Evaluative Metric | Result (wealth 1) | Result (wealth 2) | Result (wealth 3) | Result (wealth 4) | Result (wealth 5) |
---|---|---|---|---|---|
accuracy | 0.777440 | 0.780284 | 0.784306 | 0.828543 | 0.826974 |
accuracy_baseline | 0.776949 | 0.785875 | 0.784110 | 0.827759 | 0.819225 |
auc | 0.654496 | 0.659469 | 0.549197 | 0.607277 | 0.689823 |
auc_precision_recall | 0.326235 | 0.319574 | 0.251778 | 0.249540 | 0.378418 |
average_loss | 0.500891 | 0.487646 | 0.516750 | 0.448407 | 0.430754 |
label/mean | 0.223051 | 0.214125 | 0.215890 | 0.172241 | 0.180775 |
loss | 0.500891 | 0.487646 | 0.516750 | 0.448407 | 0.430754 |
precision | 0.575758 | 0.571429 | 0.545455 | 0.681818 | 0.739394 |
prediction/mean | 0.219308 | 0.219959 | 0.215268 | 0.164324 | 0.177925 |
recall | 0.008355 | 0.003665 | 0.005452 | 0.008542 | 0.066196 |
global_step | 100.000000 | 100.000000 | 100.000000 | 100.000000 | 100.000000 |
Produce the predicted probabilities plot as well as the ROC curve for each wealth outcome and interpret these results.
Wealth 1:
Wealth 2:
Wealth 3:
Wealth 4:
Wealth 5:
The ROC curves for the gradient boosting model are again pretty similar to those of previous models; the model performs better and has a larger AUC for wealth 1 and 5. The model is not as effective at differentiating wealths 2, 3, and 4 from the others. Compared to the logistic regression model, we can look at the evaluative metrics and see that the gradient boosting model overall appears to have slightly improved accuracy and also outputs a slightly larger AUC for all wealths - particularly for wealths 2 and 4.

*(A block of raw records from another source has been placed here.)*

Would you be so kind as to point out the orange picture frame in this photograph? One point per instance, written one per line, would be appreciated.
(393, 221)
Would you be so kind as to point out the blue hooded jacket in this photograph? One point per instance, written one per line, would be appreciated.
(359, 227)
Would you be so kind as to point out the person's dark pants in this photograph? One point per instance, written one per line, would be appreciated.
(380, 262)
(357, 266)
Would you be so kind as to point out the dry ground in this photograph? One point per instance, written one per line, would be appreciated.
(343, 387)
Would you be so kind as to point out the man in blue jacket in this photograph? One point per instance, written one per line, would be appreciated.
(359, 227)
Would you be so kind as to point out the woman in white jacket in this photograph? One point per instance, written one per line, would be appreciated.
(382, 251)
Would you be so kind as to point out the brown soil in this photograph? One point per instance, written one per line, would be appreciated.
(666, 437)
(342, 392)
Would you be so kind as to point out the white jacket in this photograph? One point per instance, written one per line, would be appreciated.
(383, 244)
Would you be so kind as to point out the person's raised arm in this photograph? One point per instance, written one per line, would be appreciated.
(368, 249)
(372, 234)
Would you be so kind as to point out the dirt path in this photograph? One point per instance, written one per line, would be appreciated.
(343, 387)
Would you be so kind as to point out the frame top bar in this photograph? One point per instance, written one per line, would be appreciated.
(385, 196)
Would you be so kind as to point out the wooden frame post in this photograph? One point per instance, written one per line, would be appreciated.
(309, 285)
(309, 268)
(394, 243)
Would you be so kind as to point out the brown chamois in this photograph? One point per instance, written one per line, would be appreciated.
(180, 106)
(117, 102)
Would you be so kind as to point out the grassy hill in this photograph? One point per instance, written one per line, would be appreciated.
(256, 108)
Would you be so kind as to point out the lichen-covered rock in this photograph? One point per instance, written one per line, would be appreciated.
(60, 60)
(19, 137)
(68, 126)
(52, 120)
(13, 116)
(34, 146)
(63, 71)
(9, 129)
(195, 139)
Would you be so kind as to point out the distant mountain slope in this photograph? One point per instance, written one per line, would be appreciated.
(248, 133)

Looking at the predicted probabilities plots, these outcomes make sense because there is a larger number of people in wealth outcomes 1-3 than 4 and 5, so the predictive probabilities would be higher for those wealth outcomes.
Analyze all four models
According to the evaluation metrics, which model produced the best results? Were there any discrepancies among the five wealth outcomes from your DHS survey dataset?
According to the evaluation metrics, the gradient boosting model produced the best results. It had a higher accuracy across the wealth outcomes, and also had the larger AUC for the wealth outcomes. The four models performed similarly - they performed better when predicting the “extremes” of the wealth category, wealths 1 and 5. Model performance was not as good for the middle wealth outcomes.